Distributed tracing: result benefits
- It provides useful insight into the behavior of the system including the sources of latency
- It enables developers to see how an individual request is handled by searching across aggregated logs for its external request id
Distributed tracing: result issues
Aggregating and storing traces can require significant infrastructure
Distributed tracing: related
Log aggregation - the external request id is included in each log message
Exception tracking: context
You have applied the Microservice architecture pattern. The application consists of multiple services and service instances that are running on multiple machines. Errors sometimes occur when handling requests. When an error occurs, a service instance throws an exception, which contains an error message and a stack trace.

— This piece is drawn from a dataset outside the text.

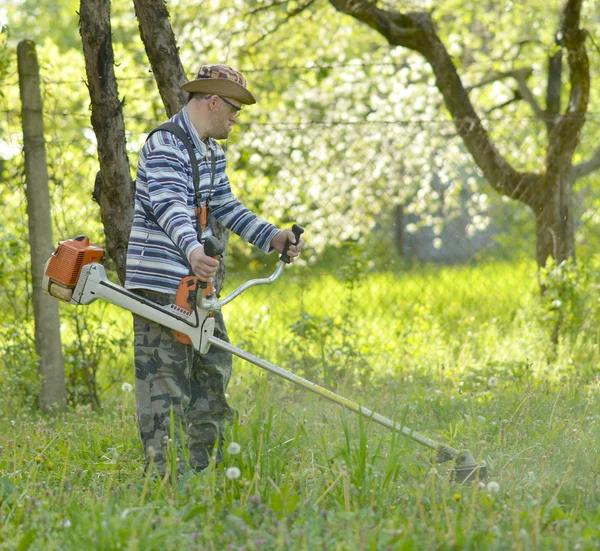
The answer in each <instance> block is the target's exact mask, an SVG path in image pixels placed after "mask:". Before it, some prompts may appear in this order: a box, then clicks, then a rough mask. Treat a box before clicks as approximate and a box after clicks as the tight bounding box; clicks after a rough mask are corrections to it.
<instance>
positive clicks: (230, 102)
mask: <svg viewBox="0 0 600 551" xmlns="http://www.w3.org/2000/svg"><path fill="white" fill-rule="evenodd" d="M217 97H219V98H221V99H222V100H223V101H224V102H225V103H226V104H227V105H229V107H231V108H233V109H234V110H235V111H236V112H238V113H239V112H240V111H241V110H242V108H241V107H238V106H237V105H235V104H234V103H231V102H230V101H229V100H228V99H225V98H224V97H222V96H217Z"/></svg>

Exception tracking: problem
How to understand the behavior of an application and troubleshoot problems?
Exception tracking: forces
- Exceptions must be de-duplicated, recorded, investigated by developers and the underlying issue resolved
- Any solution should have minimal runtime overhead
Exception tracking: solution
Report all exceptions to a centralized exception tracking service that aggregates and tracks exceptions and notifies developers.
Exception tracking: result benefits
It is easier to view exceptions and track their resolution
Exception tracking: result drawbacks
The exception tracking service is additional infrastructure
Exception tracking: related
Log aggregation - exceptions should be logged as well as reported to a tracking service
Health Check API: context
You have applied the Microservice architecture pattern. Sometimes a service instance can be incapable of handling requests yet still be running. For example, it might have ran out of database connections. When this occurs, the monitoring system should generate a alert. Also, the load balancer or service registry should not route requests to the failed service instance.
Health Check API: problem
How to detect that a running service instance is unable to handle requests?
Health Check API: forces
- An alert should be generated when a service instance fails
* Requests should be routed to working service instances
Health Check API: solution
A service has an health check API endpoint (e.g. HTTP /health) that returns the health of the service. The API endpoint handler performs various checks, such as:
- the status of the connections to the infrastructure services used by the service instance
- the status of the host, e.g. disk space
- application specific logic
A health check client - a monitoring service, service registry or load balancer - periodically invokes the endpoint to check the health of the service instance.
Health Check API: result benefits
The health check endpoint enables the health of a service instance to be periodically tested
Health Check API: result drawbacks
The health check might not sufficiently comprehensive or the service instance might fail between health checks and so requests might still be routed to a failed service instance
Health Check API: related
Service registry - the service registry invokes the health check endpoint
Log deployments and changes: context
You have applied the Microservice architecture pattern.
Log deployments and changes: problem
How to understand the behavior of an application and troubleshoot problems?
Log deployments and changes: forces
It useful to see when deployments and other changes occur since issues usually occur immediately after a change
Log deployments and changes: solution
Log every deployment and every change to the (production) environment.
Log deployments and changes: result benefits
Enables deployments and changes to be easily correlated with issues leading to faster resolution.